ENTPERRISE INTEGRATION APACHE CAMEL

This post is a follow-up to first post on using Apache Camel. As I mentioned in that talk, my next exercise is to use the SFTP component to automatically fetch the files for me. As I started testing, I realized that I was going to need to handle multiple files, so I started looking at the how I was going to handle that in Camel. Initially, I thought, why not just use the route I previously created:

 // Build the Route
 context.addRoutes(new RouteBuilder {
 // Read the file(s) from the directory
 "file:perf?delete=true&idempotent=true" ==> {
 // Split the file up at each line
 split(_.getIn().getBody(classOf[String]).split("\n")) {
 // The further split up the processing across multiple parsers
 loadbalance roundrobin {
 // Reference to my internal components
 to("direct:x")
 to("direct:y")
 to("direct:z")
 }
 // Join back the results from aboce
 // then split it out again turning off commit level changes
 }.loadbalance roundrobin {
 to("jdbc:dataSource?resetAutoCommit=false")
 	to("jdbc:dataSource?resetAutoCommit=false")
 	to("jdbc:dataSource?resetAutoCommit=false")
 }
 }
 
 // Setup my internal processors with references to my custom component
 "direct:x" process (processor)
 "direct:y" process (processor)
 "direct:z" process (processor)
 })

Much to my surprised, I found that this did not work as expected. So, what happened, well the first thing I noticed is that none of the files [2 of them initially] got deleted. The second thing I noticed is that double the number of records landed into the database than I expected. I was perplexed as to why this was occurring, so I posted a message on the Apache Camel users list and after some back and forth, we realized that I was hitting this bug in Apache Camel. After realizing this, one of the main committers on the project Claus Isben posted a patch for pre-released version 2.10.

I went ahead and downloaded it attempted to run the same route, but I got the same behavior. After some back and forth, we never really came to a final conclusion and I was about to punt on using Apache Camel, then a revelation came to me, why not split the single route into multiple routes that are in effect chained off one another.
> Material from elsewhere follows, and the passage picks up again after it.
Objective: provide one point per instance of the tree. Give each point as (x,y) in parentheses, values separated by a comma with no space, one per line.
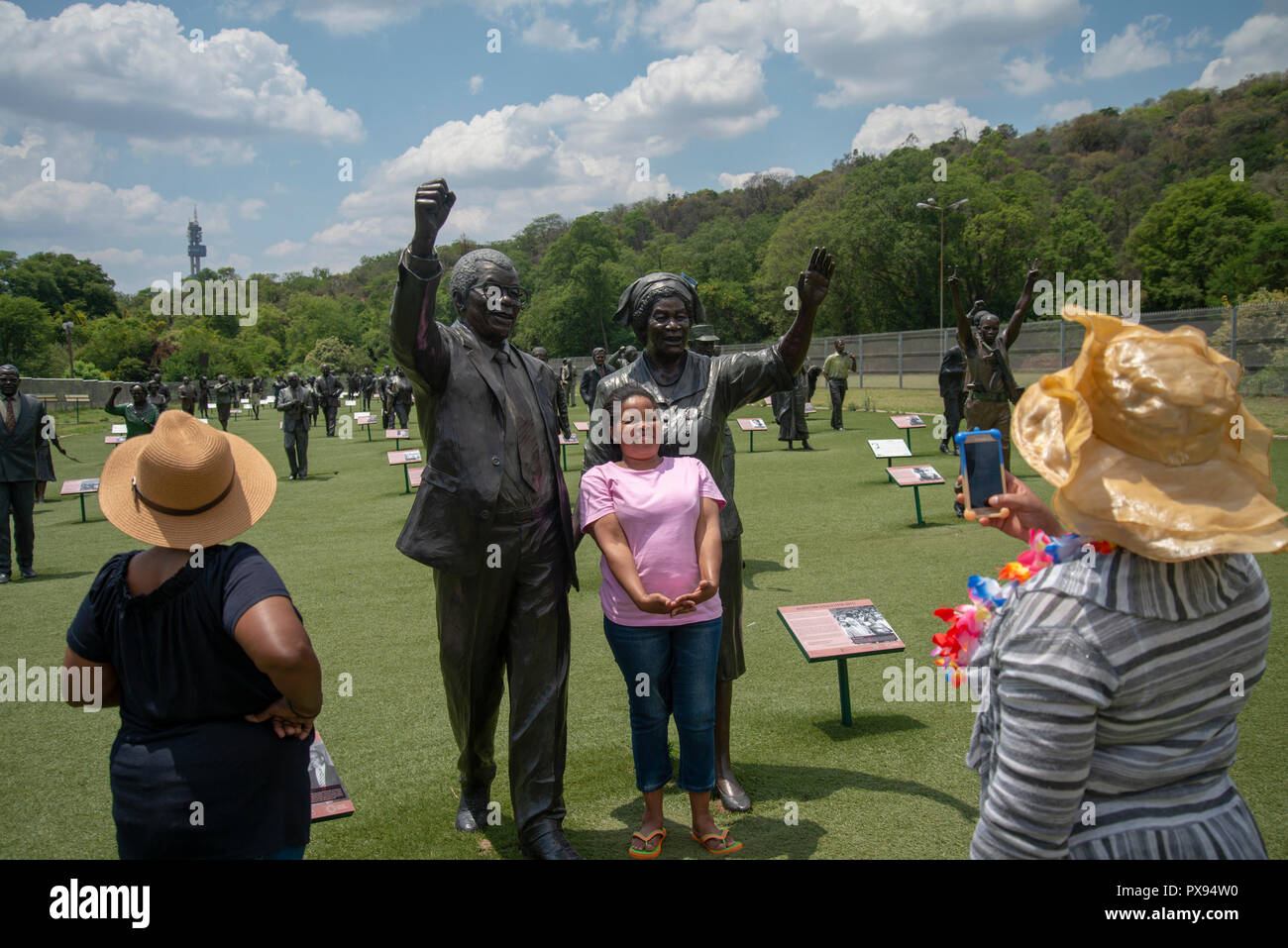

After some further thought I came up with following set of routes:

val context = new DefaultCamelContext(reg)
 context.addRoutes(new RouteBuilder {
 //
 // Fetch performance metrics for the first server and store them locally
 //
 "sftp://myid@myserver1//prod/msp/logs/prtlf_logs/msp_prtlf_qps_07/msp_prtlf_qps_m00?include=epf_perf.log.*&password=Mypassword&localWorkDirectory=tmp/yashin&idempotent=true" --> "file:perf?fileName=${file:name.noext}_${in.header.CamelFileHost}.txt"
 //
 // Fetch performance metrics for the second server and store them locally
 //
 "sftp://myid@ myserver2//prod/msp/logs/prtlf_logs/msp_prtlf_qps_09/msp_prtlf_qps_m00?include=epf_perf.log.*&password=Mypassword&localWorkDirectory=tmp/recoba&idempotent=true" --> "file:perf?fileName=${file:name.noext}_${in.header.CamelFileHost}.txt"
 //
 // Read the files that land in the perf folder and convert them into a CSV file
 //
 "file:perf?delete=true&idempotent=true&initialDelay=1500&delay=500" ==> {
 process(myProcessor).to("file:perf_outbox")
 }
 //
 // Read the files that land in the perf_outbox folder and convert them into file, that
 // contains a series of insert statements.
 //
 "file:perf_outbox?delete=true&idempotent=true&initialDelay=2000&delay=500" ==> {
 process(insertProcessor).to("file:perf_insert")
 }
 //
 // Read the files that land in the perf_insert folder and execute the insert
 // statements. Because this route is processing a single file at a time, the 
 // split operation works as expected.
 //
 "file:perf_insert?delete=true&idempotent=true&initialDelay=2500&delay=500" ==> {
 split(_.getIn().getBody(classOf[String]).split("\n")).to("jdbc:dataSource")
 }
 })

A couple of things to note, because I'm now fetching the files with the SFTP component, but as the routes indicate, I'm doing this from multiple servers, so I need a way to uniquely name the files. This is easily accomplished in Apache Camel because the SFTP component emits a header property called CamelFileHost that I can use to name the files as they are processed. This is done with the following:

${file:name.noext}_${in.header.CamelFileHost}.txt

This essentially takes the incoming file name, strips off the extension and places the host name on the end of the name.

This processing now allows me to fetch the files remotely and process the performance log files. In my particular case this resulting in the moving of 300MB of log files and processing of approximately 300,000 records in a very efficient fashion.